His comment came after Auckland Transport's communications team refused to give a full explanation for a decision to replace blue signs with green ones throughout three of the city's seven legacy council areas in coming years, at $180 a time.
That followed word that the decision was actually made late last month, just days after the team blamed a contractor for acting prematurely in changing two out of three blue signs at a Glendowie intersection to green, the colour used in the other four legacy council areas.
Spokesman Mark Hannan said on October 17 that "it is expected to be the middle of next year before a final decision is made".
But yesterday he disclosed that an "executive" decision was made on October 25 to go all green - although by gradual process. "It will be done slowly and over many years with no additional cost to ratepayers.

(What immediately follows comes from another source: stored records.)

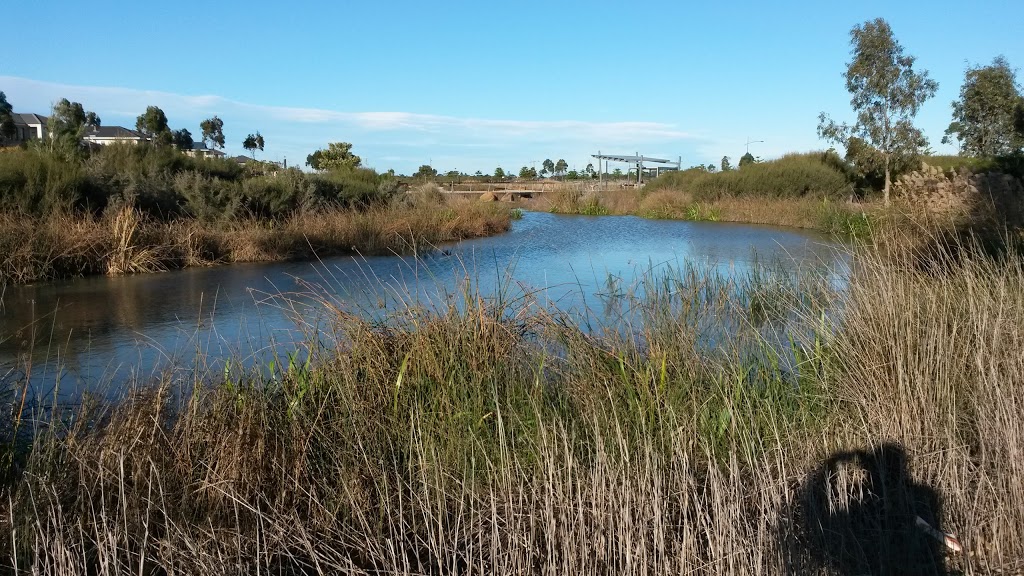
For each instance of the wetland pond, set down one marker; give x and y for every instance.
(84, 332)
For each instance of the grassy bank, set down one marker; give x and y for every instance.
(34, 249)
(837, 217)
(127, 209)
(810, 191)
(498, 437)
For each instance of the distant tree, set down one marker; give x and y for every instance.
(526, 172)
(7, 130)
(67, 125)
(312, 160)
(253, 142)
(153, 123)
(985, 114)
(182, 139)
(548, 167)
(887, 93)
(337, 156)
(560, 167)
(71, 118)
(213, 131)
(425, 171)
(1019, 120)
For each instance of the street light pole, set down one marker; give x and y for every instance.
(750, 141)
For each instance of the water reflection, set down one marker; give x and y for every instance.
(90, 330)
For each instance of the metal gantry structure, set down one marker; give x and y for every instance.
(638, 161)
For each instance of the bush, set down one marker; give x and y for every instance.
(36, 183)
(794, 175)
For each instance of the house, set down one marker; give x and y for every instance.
(200, 150)
(29, 127)
(105, 135)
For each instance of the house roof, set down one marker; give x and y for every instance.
(113, 132)
(29, 118)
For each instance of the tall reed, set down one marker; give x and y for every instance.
(764, 424)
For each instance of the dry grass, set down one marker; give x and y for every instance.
(826, 215)
(494, 437)
(61, 246)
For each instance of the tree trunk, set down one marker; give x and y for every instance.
(885, 191)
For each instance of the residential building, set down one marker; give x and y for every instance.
(105, 135)
(29, 127)
(200, 150)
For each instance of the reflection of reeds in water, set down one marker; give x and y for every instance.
(127, 255)
(499, 437)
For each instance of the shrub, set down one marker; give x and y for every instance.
(794, 175)
(35, 182)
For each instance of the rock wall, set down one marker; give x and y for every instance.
(963, 193)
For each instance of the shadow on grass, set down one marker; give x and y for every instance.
(857, 513)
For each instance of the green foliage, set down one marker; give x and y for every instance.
(560, 167)
(6, 119)
(548, 167)
(213, 131)
(67, 125)
(337, 156)
(153, 123)
(985, 114)
(164, 183)
(886, 95)
(425, 171)
(794, 175)
(253, 142)
(35, 182)
(182, 139)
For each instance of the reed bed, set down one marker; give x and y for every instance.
(771, 423)
(838, 217)
(34, 249)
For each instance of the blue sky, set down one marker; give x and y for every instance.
(473, 85)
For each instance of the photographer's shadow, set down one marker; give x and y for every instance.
(857, 513)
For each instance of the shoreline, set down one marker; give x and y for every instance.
(67, 247)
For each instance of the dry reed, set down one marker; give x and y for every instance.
(469, 440)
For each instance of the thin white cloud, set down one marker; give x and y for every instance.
(130, 101)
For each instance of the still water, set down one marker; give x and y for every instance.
(78, 333)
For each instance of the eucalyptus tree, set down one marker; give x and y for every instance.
(213, 131)
(253, 142)
(985, 114)
(6, 119)
(887, 92)
(561, 166)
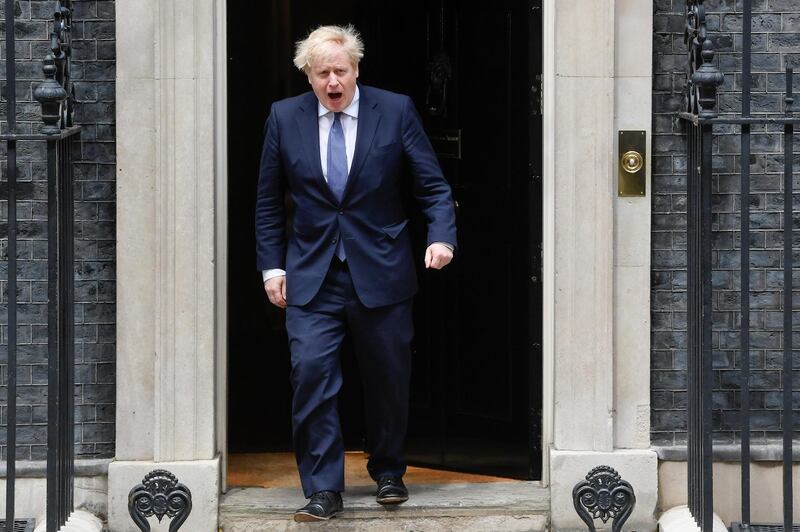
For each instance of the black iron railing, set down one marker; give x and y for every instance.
(59, 133)
(700, 117)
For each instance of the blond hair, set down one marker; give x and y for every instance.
(319, 40)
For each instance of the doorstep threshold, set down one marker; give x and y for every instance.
(449, 499)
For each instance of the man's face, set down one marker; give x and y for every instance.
(333, 78)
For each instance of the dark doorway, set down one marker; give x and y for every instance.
(473, 74)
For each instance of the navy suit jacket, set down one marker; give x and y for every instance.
(370, 217)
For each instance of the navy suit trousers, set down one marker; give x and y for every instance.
(382, 338)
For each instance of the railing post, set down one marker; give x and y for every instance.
(11, 174)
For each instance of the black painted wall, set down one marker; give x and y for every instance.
(776, 44)
(95, 247)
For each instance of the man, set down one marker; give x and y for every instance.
(339, 151)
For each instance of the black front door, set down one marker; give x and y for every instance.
(476, 370)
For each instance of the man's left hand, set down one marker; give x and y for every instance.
(437, 256)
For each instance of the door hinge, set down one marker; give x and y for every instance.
(537, 96)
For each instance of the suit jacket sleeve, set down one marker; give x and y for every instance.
(430, 187)
(270, 207)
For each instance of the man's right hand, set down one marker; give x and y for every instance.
(276, 290)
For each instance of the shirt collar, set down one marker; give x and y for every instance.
(350, 110)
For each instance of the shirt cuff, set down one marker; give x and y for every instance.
(269, 274)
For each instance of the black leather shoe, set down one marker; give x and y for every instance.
(322, 506)
(391, 490)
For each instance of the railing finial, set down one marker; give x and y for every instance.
(703, 77)
(50, 94)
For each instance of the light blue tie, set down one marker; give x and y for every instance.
(337, 168)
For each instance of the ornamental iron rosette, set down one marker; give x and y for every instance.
(159, 494)
(605, 495)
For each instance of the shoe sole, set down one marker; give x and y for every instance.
(391, 500)
(304, 517)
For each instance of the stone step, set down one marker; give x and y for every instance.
(492, 506)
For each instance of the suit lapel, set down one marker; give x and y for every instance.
(308, 124)
(368, 119)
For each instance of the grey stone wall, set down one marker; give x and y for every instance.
(93, 71)
(776, 44)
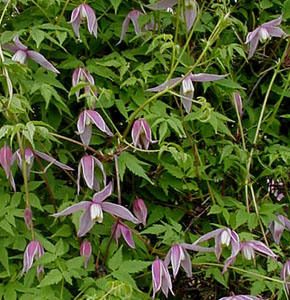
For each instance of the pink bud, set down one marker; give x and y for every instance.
(140, 210)
(86, 251)
(28, 217)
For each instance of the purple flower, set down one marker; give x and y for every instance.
(239, 103)
(82, 75)
(285, 275)
(29, 159)
(187, 88)
(86, 251)
(140, 210)
(120, 228)
(277, 227)
(6, 161)
(33, 249)
(179, 257)
(28, 217)
(263, 33)
(276, 187)
(21, 54)
(161, 278)
(94, 211)
(241, 297)
(84, 125)
(141, 134)
(81, 12)
(87, 165)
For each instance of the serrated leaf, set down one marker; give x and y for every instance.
(53, 277)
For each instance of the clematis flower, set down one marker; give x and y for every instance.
(33, 249)
(161, 278)
(82, 75)
(277, 227)
(84, 125)
(29, 159)
(264, 32)
(28, 217)
(86, 251)
(6, 161)
(21, 54)
(140, 210)
(87, 165)
(179, 257)
(120, 228)
(94, 211)
(187, 88)
(81, 12)
(141, 134)
(190, 8)
(241, 297)
(285, 275)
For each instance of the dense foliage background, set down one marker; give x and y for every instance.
(208, 169)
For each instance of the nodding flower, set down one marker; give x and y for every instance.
(263, 33)
(21, 54)
(84, 11)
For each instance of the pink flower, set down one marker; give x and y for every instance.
(84, 125)
(187, 88)
(6, 161)
(161, 278)
(120, 228)
(82, 75)
(87, 165)
(33, 249)
(94, 211)
(141, 134)
(84, 11)
(264, 32)
(140, 210)
(86, 251)
(21, 54)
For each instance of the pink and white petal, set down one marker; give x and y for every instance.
(41, 60)
(253, 46)
(276, 32)
(73, 208)
(104, 193)
(163, 5)
(119, 211)
(186, 264)
(127, 235)
(86, 223)
(53, 160)
(164, 85)
(204, 77)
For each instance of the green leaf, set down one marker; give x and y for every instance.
(115, 262)
(53, 277)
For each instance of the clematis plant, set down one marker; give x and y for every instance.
(6, 161)
(86, 251)
(263, 33)
(94, 211)
(140, 210)
(29, 159)
(21, 54)
(141, 134)
(33, 250)
(84, 11)
(87, 165)
(82, 75)
(187, 88)
(84, 125)
(120, 228)
(161, 278)
(277, 227)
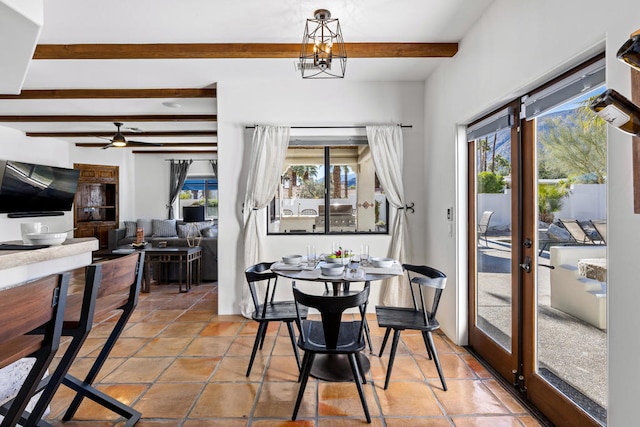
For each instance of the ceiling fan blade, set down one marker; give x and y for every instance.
(152, 144)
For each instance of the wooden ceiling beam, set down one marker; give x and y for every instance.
(110, 134)
(164, 144)
(111, 118)
(235, 50)
(113, 93)
(174, 151)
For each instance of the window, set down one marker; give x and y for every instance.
(337, 175)
(200, 191)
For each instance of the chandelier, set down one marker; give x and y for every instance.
(322, 53)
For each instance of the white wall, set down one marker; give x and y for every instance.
(307, 103)
(514, 47)
(14, 145)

"When a blue sign reaches the end of its useful life - for instance due to vandalism, fading, rusting - it will be replaced by a green sign." He said 63 per cent of the city's signs were already green.
Mr Edmonds said both colours were safety approved by his organisation's traffic control committee.
Orakei Local Board chairwoman Desley Simpson said the decision was "typical Auckland Transport" and she was disappointed not to be consulted.
"There wouldn't be a day goes by that our officers don't field calls around issues with Auckland Transport and the difficulty local boards have is that AT is responsible through the governing body, not local boards," she said. "If it's cost-neutral, it's got to be based on a factual reason and I certainly haven't been made aware of it. Auckland Transport has to learn how to communicate better - they are spending ratepayers' money."
Auckland Transport chairman Lester Levy said the colour choice was a management decision.